In conclusion, MTH1 inhibitors are yet in an early stage of clinical trials but have shown promising pharmacokinetic and toxicologic properties, 25 , 30 with clinical efficacy yet to be investigated in further inflammatory settings. The effect of MTH1 inhibition seems to be highly specific for pro‐inflammatory T cells, driving the surviving T cells towards an MTH1lowROSlow phenotype and alleviating autoimmune disease (Figure 3).
FIGURE 3.
Inhibition of MTH1 alleviates T cell‐driven diseases by killing pro‐inflammatory cells and driving the T cell population towards an MTH1lowROSlow phenotype. When resting T cells (1) get activated (2), their ROS and MTH1 levels increase, ameliorating their survival, proliferation, cytokine secretion and cytotoxic activity in autoimmune diseases (3a). Upon MTH1 inhibition, the MTH1highROShigh cells die, driving the T cell population towards another phenotype, MTH1lowROSlow T cells (3b), with reduced disease activity in disease models of T cell‐driven diseases like psoriasis and experimental autoimmune encephalomyelitis. Figure created with BioRender.com and reprinted with permission from the thesis “The DNA repair enzymes MTH1 and OGG1 as targets to treat inflammation” 8
7. OGG1 IS ASSOCIATED WITH INFLAMMATION
Just like MTH1, the other target reviewed in this MiniReview—OGG1—is up‐regulated in inflammatory diseases like multiple sclerosis and inflammatory bowel disease. 33 , 34 Several animal models have suggested that OGG1 knockout mice are inherently resistant to inflammation, like sepsis and airway inflammation. 35 , 36 The OGG1 knockout mice have an increased amount of 8‐oxoG in their genome and a slightly increased tumour rate but are otherwise viable and grow old. 37 This has made OGG1 an interesting drug target, and several OGG1 inhibitors have been developed with promising results. 38 , 39 , 40
Using murine in vivo models of aseptic pneumonia induced with lipopolysaccharide (LPS) and tumour necrosis factor‐α (TNF‐α), we showed that the OGG1 inhibitor TH5487 (other name OXC‐201) rapidly suppresses neutrophil infiltration in the lungs. 40 The effect was strongest when given prophylactically, but a clear, time‐dependent effect was also seen when given up to 9 h after TNF‐α stimulation, when the neutrophil infiltration was already increased.

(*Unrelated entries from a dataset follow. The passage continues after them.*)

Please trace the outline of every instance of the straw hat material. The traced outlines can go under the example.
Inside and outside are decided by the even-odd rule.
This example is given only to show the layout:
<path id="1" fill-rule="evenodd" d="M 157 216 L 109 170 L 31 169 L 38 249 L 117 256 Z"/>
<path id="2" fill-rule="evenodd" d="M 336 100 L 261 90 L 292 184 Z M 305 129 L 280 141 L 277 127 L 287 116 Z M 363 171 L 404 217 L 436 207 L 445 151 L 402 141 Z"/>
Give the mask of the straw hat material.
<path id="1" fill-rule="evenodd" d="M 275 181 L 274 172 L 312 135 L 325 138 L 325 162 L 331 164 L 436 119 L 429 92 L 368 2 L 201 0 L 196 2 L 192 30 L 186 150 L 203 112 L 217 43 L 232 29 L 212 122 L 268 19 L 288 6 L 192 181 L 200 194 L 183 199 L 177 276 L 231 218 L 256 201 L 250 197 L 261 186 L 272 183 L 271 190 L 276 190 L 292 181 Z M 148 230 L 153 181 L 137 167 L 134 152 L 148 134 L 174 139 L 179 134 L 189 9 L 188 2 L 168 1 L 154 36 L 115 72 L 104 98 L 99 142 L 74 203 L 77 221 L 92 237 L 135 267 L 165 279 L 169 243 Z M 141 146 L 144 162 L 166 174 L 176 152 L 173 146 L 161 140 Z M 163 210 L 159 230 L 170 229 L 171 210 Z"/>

These results could indicate that OGG1 inhibition alters early inflammatory signalling and that the effect on the neutrophils is secondary, due to decreased levels of chemotactic cytokines. The data also show that many pro‐inflammatory genes are suppressed both in vivo and in vitro, 40 which could support this claim. However, the direct effect on neutrophils has not been studied with TH5487. Therefore, a direct neutrophil‐dependent effect, in addition to an indirect chemotactic effect through cytokine suppression, cannot be excluded.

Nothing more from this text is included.